I watch a few of those Masterchef TV shows. It’s an English franchise, with spin-offs
made in Australia and Canada. So the
dining conventions are European, and I see a lot of the judges holding their cutlery
in the preferred European fashion, with the knife in the right hand and the
fork, upside down, in the left. It’s
ridiculous.
To watch these people, who presumably have a lot of
experience with the knife and fork so deployed, attempting awkwardly to find their
mouths with a load of carefully crushed peas and mashed potatoes balanced on
the bottom of an upturned fork held in the non-dominant hand is usually
cringeworthy and often hilarious.
I am assured by an English friend that the lefties among
them fare no better, being constrained by fashion to hold their knives in their
left hands and their forks with similar difficulties in their right hands. I could not say with any certainly where this
trend began. Not too long ago, most Europeans
ate with one utensil, probably a spoon.
The fork is a somewhat recent invention.
Just watch one of those movies about Henry VIII and watch him go at it
with his hands and maybe a knife. It may
have something to do with a perceived necessity to hold the knife in one’s
dominant hand, but whether that is because one needs to apply a surgeon’s grace
to one’s meat cutting, or whether the knife must always be available for self-defense,
is anyone’s guess.
The gourmands who judge these cooking shows should by this
time have acquired some facility for both of the skills required with the fork,
in the first place the balancing of the food on the convex bottom side of the
fork, and in the second place, that of not spearing one’s cheek with the tines
of the fork. They are certainly game
enough, but to me they look a lot like the Chinese tourists that I often see in
the breakfast rooms at South East Asian hotels.
Many of these Chinese adventurers have obviously never used a fork
before, maybe never even seen one. They
spear something, a piece of fruit or something, and then staring cross-eyed at
the payload they very carefully more the food towards their mouths. They do it with their right hands, by the
way, and that alone makes them seem more reasonable in these matters than the
Europeans.
South East Asian countries seem to me to be the most
practical in the matter of dining etiquette. All meals are rice based, and all meals are
prepared so that the dish can be eaten with a spoon, held in the right
hand. A fork is held in the left hand
and it is used almost exclusively for moving food onto the spoon. The knives are all left in the kitchen.
Europeans love to make fun of Americans, they love to act
like we’re all so stupid and provincial.
They mock us for switching our knives and forks back and forth
constantly while eating. I guess a lot
of Americans do eat in this fashion, choosing to both cut food and place food
in their mouths with their dominant hand.

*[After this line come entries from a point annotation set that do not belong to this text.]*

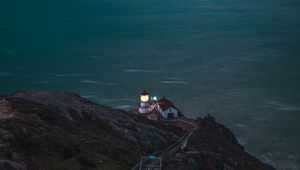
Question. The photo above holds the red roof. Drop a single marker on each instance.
(144, 92)
(165, 104)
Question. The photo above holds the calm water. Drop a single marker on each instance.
(236, 59)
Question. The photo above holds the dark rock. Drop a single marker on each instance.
(51, 130)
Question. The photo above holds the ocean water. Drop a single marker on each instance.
(236, 59)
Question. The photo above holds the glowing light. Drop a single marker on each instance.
(144, 98)
(154, 98)
(152, 157)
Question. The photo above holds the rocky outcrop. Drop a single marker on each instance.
(50, 130)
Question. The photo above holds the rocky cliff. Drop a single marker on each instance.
(63, 131)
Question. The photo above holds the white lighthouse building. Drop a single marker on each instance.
(144, 107)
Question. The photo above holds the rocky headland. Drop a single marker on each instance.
(63, 131)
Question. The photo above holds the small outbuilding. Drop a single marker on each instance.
(167, 109)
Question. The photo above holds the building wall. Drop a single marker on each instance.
(170, 110)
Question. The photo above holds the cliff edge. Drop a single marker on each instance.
(63, 131)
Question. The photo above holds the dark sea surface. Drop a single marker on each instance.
(236, 59)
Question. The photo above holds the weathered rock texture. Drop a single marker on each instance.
(62, 131)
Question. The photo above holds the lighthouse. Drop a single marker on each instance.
(144, 107)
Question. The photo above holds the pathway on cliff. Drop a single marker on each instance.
(172, 149)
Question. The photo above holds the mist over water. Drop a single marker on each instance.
(236, 59)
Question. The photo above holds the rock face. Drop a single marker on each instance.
(54, 131)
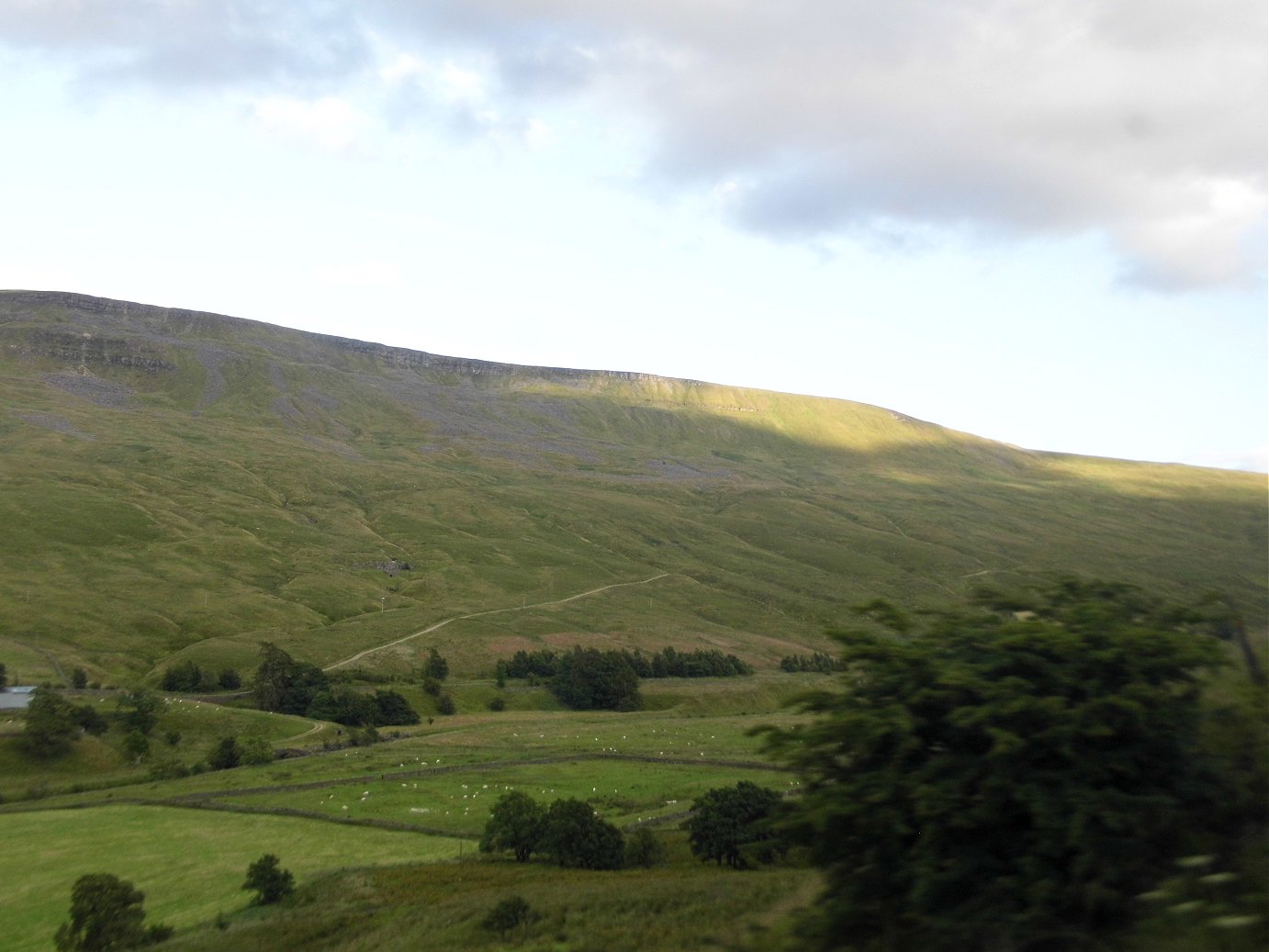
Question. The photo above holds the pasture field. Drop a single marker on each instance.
(437, 778)
(457, 801)
(683, 905)
(189, 863)
(186, 733)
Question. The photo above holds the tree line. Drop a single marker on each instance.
(667, 663)
(286, 686)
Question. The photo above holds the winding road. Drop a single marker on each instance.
(359, 655)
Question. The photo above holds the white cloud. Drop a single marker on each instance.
(1140, 119)
(329, 122)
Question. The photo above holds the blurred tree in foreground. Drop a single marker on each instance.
(1007, 777)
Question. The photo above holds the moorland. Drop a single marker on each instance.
(179, 487)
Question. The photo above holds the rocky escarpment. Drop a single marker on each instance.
(132, 335)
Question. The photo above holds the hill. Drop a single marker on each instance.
(179, 484)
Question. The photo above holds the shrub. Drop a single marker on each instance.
(269, 882)
(509, 913)
(644, 849)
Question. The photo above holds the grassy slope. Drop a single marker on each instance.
(185, 485)
(190, 866)
(190, 862)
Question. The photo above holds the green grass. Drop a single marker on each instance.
(100, 762)
(190, 865)
(196, 518)
(670, 909)
(623, 792)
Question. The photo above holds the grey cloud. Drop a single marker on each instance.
(1140, 119)
(1143, 119)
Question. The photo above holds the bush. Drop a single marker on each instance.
(731, 825)
(514, 824)
(644, 849)
(107, 914)
(508, 914)
(595, 679)
(269, 882)
(50, 727)
(435, 666)
(574, 836)
(226, 756)
(89, 720)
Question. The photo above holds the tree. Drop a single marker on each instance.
(515, 824)
(574, 836)
(89, 720)
(136, 745)
(590, 679)
(106, 914)
(642, 848)
(185, 677)
(283, 684)
(50, 727)
(509, 913)
(139, 710)
(435, 666)
(733, 825)
(1002, 778)
(226, 756)
(269, 882)
(391, 709)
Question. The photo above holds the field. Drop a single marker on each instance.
(185, 487)
(421, 799)
(190, 865)
(180, 487)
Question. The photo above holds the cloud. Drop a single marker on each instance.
(329, 122)
(190, 43)
(1141, 119)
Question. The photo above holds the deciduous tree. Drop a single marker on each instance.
(107, 914)
(733, 825)
(514, 824)
(50, 727)
(1002, 778)
(268, 879)
(574, 836)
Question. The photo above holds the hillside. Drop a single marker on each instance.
(176, 484)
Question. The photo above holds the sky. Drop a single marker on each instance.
(1043, 224)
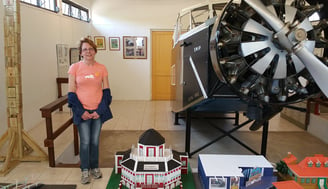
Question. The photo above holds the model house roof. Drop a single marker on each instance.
(230, 165)
(129, 164)
(315, 166)
(143, 166)
(151, 137)
(287, 184)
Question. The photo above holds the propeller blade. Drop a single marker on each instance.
(290, 14)
(266, 14)
(317, 69)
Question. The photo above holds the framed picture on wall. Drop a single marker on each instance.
(114, 43)
(74, 55)
(100, 42)
(134, 47)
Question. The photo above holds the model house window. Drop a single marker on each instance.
(45, 4)
(75, 11)
(310, 163)
(308, 180)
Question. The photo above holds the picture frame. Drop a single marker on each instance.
(100, 42)
(134, 47)
(74, 55)
(114, 43)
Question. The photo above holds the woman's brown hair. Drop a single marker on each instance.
(89, 41)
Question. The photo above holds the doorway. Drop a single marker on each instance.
(162, 44)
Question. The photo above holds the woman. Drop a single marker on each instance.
(89, 97)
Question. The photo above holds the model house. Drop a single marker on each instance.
(151, 165)
(310, 173)
(290, 184)
(235, 171)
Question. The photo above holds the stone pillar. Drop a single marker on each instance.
(20, 145)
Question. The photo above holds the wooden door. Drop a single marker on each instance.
(162, 44)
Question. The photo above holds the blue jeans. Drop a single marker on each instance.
(89, 132)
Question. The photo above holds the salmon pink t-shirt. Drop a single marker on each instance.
(88, 83)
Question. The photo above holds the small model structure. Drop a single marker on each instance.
(235, 171)
(290, 184)
(310, 173)
(150, 165)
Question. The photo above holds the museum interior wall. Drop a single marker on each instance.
(42, 30)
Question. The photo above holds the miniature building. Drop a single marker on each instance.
(290, 184)
(235, 171)
(310, 173)
(150, 165)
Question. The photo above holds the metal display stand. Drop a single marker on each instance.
(204, 111)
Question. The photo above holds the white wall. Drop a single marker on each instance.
(131, 79)
(3, 95)
(42, 30)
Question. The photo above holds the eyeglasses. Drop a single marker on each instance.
(89, 49)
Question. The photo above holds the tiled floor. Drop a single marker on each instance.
(128, 115)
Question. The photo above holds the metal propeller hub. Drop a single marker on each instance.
(265, 51)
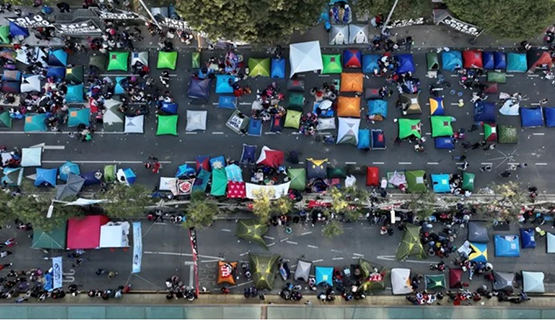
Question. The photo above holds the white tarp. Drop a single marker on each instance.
(305, 56)
(114, 235)
(275, 191)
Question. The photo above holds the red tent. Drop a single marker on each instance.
(472, 59)
(84, 233)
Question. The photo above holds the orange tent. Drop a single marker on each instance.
(348, 107)
(351, 82)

Be it a foolish custom or not, it has the advantage of allowing for the
greatest degree of control for both instruments. It seems to me that most Americans could
place a forkful of food in their mouths with their eyes closed. Try that left handed.
In my case, I have no more desire to be constantly switching
the knife and fork back and forth than any of the European elitists. So I never do any switching. Before my twenty-first birthday I had
discovered that I was perfectly capable of wielding a knife against mere food
with my left hand. This frees my right
hand for the delicate task of guiding the food to my mouth. It’s only cutting a steak. It’s not like you
were trying to whittle the Statue of Liberty out of oak.
I hold my fork right side up, which only seems prudent. It’s much easier in every way, and after all,
shouldn’t the bottom be facing down?
Aren’t those the rules, from physics to engineering, and everything in
between? Are we not reasonable people? Can we not at least agree that a fork is best
deployed right side up?
Tradition is strong with the Europeans, and that might be
why they eat the way that they do. Maybe
long ago some famous king ate that way and decreed that everyone in France or
somewhere had to eat just like he did.
Whatever the reason, I would not expect this tradition to change any
time soon. The problem of global
warming, indeed, the Israeli-Palestinian Stand Off, will be solved and done
with and Europeans will still be dropping insufficiently crushed peas onto
their vests because of this silly habit.